Dismissed public servant Otto Sam says he would “absolutely not” go to “Papa” in an effort to get the Unity Labour Party administration to honour a court order to compensate him for wrongful transfer and subsequent dismissal from the public service.
A few years ago, Prime Minister Ralph Gonsalves, said that persons could take matters to whatever courts they want, but when they are done, they have to come back to “Papa” — a reference to himself.
Sam goes back to court tomorrow (Thursday) for assessment of damages in relation to his May 2013 dismissal, even as the government is yet to honour the 2015 court order that he be compensated in relation to his 2010 transfer to the National Emergency Management Organisation.
Asked on Monday at a press conference called by his chambers if he is prepared to go to “Papa” in an effort to get the government to make the payment, Jomo Thomas, one of Sam’s lawyers, said:
“This is a country with the rule of law.”
“If it is,” interjected Sherlan “Zita” Barnwell, a partner in the law firm and an opposition senator.
Thomas said that in a court where there is rule of law, the law trumps the likings or opinions of any individual.
“As counsel for Mr. Sam, I would be willing to speak to whoever has authority and holds the purse string. But certainly, I don’t think that once the court has pronounced in as decisive a manner in which the court pronounced in both the transfer case and the dismissal case, I don’t think anyone, either attorneys or Mr. Sam should have to speak with anyone except the attorney general in bringing this matter to an end.”
He said that in the early stages of the matter being before the court, he repeatedly said that the law does not support the manner in Sam was transferred.
“… because it was not a lateral transfer and that is what we said and the court found that not to be the case, that the transfer was not lateral and certainly the dismissal was just punitive and had nothing to do with any transgression which had been made.
“… I am a lawyer, I fight cases and I am always excited when I win and this was a decisive victory for Mr. Sam and the law in St. Vincent and the Grenadines,” Thomas said.
Meanwhile, speaking at the same press conference, Sam said he has “absolutely not” considered going to the proverbial Papa in an effort to have the state honour the court rulings.
“In fact, there were times when the state, in all of their game playing and their manoeuverings sought settlement and we have always agreed that the court must speak. Allow God to have his hand in this and let the court to speak clearly. And that is what has happened.”
He said that if the Attorney General’s Chambers is not complying with the order of the court, “the chairman of cabinet and or the minister of finance ought to instruct him … to obey the order of the court.”
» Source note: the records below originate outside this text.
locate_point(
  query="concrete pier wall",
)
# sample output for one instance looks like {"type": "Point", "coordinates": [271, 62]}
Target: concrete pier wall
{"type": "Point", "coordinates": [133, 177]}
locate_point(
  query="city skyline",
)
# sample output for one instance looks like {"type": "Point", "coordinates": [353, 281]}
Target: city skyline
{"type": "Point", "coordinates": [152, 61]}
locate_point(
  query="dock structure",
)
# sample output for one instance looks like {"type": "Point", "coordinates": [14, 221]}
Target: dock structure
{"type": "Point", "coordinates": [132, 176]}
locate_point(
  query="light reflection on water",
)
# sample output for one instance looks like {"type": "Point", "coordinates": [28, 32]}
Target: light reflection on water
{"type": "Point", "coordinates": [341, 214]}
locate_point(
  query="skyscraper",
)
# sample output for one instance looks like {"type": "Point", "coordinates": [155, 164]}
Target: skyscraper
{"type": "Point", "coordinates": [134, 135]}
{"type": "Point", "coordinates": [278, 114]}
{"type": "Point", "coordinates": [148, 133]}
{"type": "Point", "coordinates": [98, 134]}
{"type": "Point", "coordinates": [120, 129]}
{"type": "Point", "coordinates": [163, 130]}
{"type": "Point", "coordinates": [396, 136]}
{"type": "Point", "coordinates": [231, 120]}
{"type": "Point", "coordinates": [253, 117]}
The failure to honour the court agreement “undermines the integrity of the government and you simply cannot have any minister, whoever the minister is, let alone a public servant, to be flouting the law and the order of the court to be undermining the integrity of the rule of law,” Sam said.
“No government in a civilized society would want to do that. So it is instructive, at least, that the Minister of Finance and or the chairman of Cabinet should demand that the Attorney General make haste in fully addressing the matter. But, in terms of going to individuals, we don’t know how to do that,” Sam said.